Le rêve de Nicolas – Ch 11

Le rêve de Nicolas, un roman de Sandrine Walbeyss

Dialogue intérieur

Le soleil était encore couché et Nicolas commençait à regretter de ne pas l’avoir imité. Il ne se rappelait pas par quel miracle Jean-Luc avait réussi à le convaincre de venir courir avec lui à une heure pareille.

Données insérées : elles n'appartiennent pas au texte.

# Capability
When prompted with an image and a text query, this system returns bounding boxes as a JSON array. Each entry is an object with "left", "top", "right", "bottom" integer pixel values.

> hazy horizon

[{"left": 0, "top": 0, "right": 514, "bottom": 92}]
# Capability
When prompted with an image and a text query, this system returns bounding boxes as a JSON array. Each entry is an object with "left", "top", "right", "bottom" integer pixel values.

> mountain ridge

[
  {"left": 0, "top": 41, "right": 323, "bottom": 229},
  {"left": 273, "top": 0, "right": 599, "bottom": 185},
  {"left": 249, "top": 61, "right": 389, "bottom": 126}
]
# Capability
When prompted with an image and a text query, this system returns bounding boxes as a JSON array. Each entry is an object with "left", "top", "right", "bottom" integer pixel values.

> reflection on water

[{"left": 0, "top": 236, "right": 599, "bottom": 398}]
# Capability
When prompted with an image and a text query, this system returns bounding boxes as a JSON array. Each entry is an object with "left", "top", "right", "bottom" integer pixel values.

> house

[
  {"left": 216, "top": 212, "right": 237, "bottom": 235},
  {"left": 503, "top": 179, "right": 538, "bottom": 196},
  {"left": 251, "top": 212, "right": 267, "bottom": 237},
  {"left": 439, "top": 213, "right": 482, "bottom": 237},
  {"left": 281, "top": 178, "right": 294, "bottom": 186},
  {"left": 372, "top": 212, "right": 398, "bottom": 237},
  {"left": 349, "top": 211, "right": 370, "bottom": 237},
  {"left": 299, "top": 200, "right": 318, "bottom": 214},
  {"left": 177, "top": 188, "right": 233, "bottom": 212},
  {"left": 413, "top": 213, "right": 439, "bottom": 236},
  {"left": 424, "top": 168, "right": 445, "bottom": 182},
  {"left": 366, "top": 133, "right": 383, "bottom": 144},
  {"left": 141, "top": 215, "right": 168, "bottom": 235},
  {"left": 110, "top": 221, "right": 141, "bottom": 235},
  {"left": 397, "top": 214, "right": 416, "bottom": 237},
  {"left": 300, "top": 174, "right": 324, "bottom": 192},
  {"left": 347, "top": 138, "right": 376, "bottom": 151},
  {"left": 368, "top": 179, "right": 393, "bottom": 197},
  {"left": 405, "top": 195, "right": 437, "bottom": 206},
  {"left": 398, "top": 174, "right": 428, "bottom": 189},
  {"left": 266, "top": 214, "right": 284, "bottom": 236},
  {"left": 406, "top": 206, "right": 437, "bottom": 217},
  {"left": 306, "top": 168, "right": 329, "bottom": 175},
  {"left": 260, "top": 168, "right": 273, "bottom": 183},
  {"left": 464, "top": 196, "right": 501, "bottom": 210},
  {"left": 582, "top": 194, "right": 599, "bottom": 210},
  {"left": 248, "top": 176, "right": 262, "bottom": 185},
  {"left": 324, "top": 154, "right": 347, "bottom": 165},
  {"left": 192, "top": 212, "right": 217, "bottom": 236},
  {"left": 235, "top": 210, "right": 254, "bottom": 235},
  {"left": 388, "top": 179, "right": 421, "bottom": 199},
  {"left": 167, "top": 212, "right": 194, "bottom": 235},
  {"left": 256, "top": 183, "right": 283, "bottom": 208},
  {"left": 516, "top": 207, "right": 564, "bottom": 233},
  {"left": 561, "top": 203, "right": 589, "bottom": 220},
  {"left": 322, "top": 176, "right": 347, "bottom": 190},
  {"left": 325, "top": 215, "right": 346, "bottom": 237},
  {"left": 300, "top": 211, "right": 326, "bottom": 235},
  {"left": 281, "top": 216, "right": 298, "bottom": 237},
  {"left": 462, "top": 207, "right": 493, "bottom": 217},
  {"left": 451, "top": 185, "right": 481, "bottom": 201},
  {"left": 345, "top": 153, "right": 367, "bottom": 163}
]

Pff, pff, pff, pff. Un pied devant l’autre, un pas à la fois. Comment suis-je arrivé dans cette galère ? Pff, pff, pff, pff. Inspire, expire. Je vais encore avoir une ampoule, fais chier, j’aurais pas dû mettre mes baskets neuves. Pff, pff, pff, pff. Détends-toi et profite de l’air frais. J’ai un point de côté. Pff, pff, pff, pff. Continue, tu vas pas lâcher maintenant. J’y arriverai jamais. Pff, pff, pff, pff. Un, deux, suis le rythme de JL, te laisse pas distancer. Facile à dire, c’est pas toi qui cours. Pff, pff, pff, pff. Allez, vous êtes presque à la moitié du parcours. Tu rigoles là ? La moitié ? Je vais mourir avant la fin.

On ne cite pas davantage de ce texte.